G2 Crowd Raises $2.3 Million To Challenge Gartner

With an eye on capturing some of Gartner’s $6.28 billion market cap, the crowd sourced software review service G2 Crowd has raised $2.3 million in its first institutional round of financing.

The Chicago-based company touts itself as a Yelp for enterprise software, but investors like Stuart Larkins from Chicago Ventures think that the opportunity is actually larger. “The Gartners of the world only look at the very tops of the echelons,” Larkins says. “There are several verticals that can be served and nobody really tracks all of that.”

The ability to offer what amount to peer-reviews of new enterprise software as a service products is actually pretty persuasive. And while there are issues around some companies who might try to game the system with false positive reviews, the ability to use LinkedIn as the verification methodology for a person’s identity was persuasive enough to convince Larkins’ firm to invest in the company.
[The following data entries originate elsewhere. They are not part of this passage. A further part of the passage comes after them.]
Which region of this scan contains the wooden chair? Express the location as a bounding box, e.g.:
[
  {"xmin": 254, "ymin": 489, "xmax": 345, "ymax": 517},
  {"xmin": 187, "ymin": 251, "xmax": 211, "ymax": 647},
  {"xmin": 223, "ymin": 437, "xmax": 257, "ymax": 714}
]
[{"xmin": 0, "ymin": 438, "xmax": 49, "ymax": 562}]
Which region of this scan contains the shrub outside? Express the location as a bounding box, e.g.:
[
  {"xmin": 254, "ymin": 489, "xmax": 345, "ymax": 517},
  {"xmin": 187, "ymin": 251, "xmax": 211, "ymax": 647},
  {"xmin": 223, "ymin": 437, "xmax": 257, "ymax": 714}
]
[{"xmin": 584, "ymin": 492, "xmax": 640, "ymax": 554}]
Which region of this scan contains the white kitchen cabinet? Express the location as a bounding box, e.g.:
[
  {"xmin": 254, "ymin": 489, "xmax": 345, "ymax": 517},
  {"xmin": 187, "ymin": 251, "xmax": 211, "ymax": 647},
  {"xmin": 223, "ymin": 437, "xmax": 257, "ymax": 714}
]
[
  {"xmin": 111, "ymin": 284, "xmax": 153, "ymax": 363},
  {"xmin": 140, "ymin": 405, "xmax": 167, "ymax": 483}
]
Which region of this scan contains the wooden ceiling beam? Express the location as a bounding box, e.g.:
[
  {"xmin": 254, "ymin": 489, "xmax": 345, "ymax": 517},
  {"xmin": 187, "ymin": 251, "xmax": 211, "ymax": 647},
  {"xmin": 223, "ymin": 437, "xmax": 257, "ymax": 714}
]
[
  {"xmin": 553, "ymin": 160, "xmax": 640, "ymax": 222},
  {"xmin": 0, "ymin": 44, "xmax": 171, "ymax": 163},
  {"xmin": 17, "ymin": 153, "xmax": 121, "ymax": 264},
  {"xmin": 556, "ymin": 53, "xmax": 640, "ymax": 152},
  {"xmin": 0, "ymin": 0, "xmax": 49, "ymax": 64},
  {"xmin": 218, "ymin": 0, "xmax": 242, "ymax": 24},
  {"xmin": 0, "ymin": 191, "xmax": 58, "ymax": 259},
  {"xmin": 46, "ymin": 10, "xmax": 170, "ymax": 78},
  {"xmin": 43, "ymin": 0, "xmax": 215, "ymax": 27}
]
For G2 Crowd co-founder and serial entrepreneur Godard Abel, the decision to start the company was predicated on what he perceived as a huge hole in the enterprise market. “With the bigger trend of the consumerization of the enterprise, what surprised me was that there wasn’t a great site doing these reviews for business software.”

At his previous company, BigMachines, Abel says he saw customers struggling to determine who the right vendor was that could meet all of their needs — and that Gartner analysis often didn’t suffice.

“Innovators and disruptors are focused on making customers happy and they don’t want to wait for Gartner to recognize them,” Abel says.

Joining Chicago Ventures and co-investor Hyde Park Ventures in the G2 Crowd financing was a veritable who’s who of the Chicago and Midwestern investment scene, including: Tim Kopp, the former chief marketing officer of ExactTarget; Andrew Filipowski, the chairman of SilkRoad Equity; Greg Jones, founding chief executive of uBid and a partner at Edgewater Funds; Chris Shutts, who worked with Abel and his fellow co-founder Matt Gorniak at BigMachines.

Since launching the company in February 2013, more than 13,000 business professionals have signed up to contribute 12,000 reviews of 3,000 business software, according to data provided by the company.

Other companies like SoftwareAdvice, which was bought by Gartner earlier this year; or GetApp, offer similar services. And the success of a company like Spiceworks, which has raised $111 million to develop a community for business IT users, shows how these services can gain traction and scale in the market.

Software is a several trillion dollar industry and as more businesses from mom and pop coffee shops to artisanal picklers get plugged in to software services that can save their companies time and money the number of trillions spent on business tech will only rise.

“I think it opens up the marketplace to lots of folks who wouldn’t get seen or heard,” says Larkins. “It lets products like that come to light a lot more.”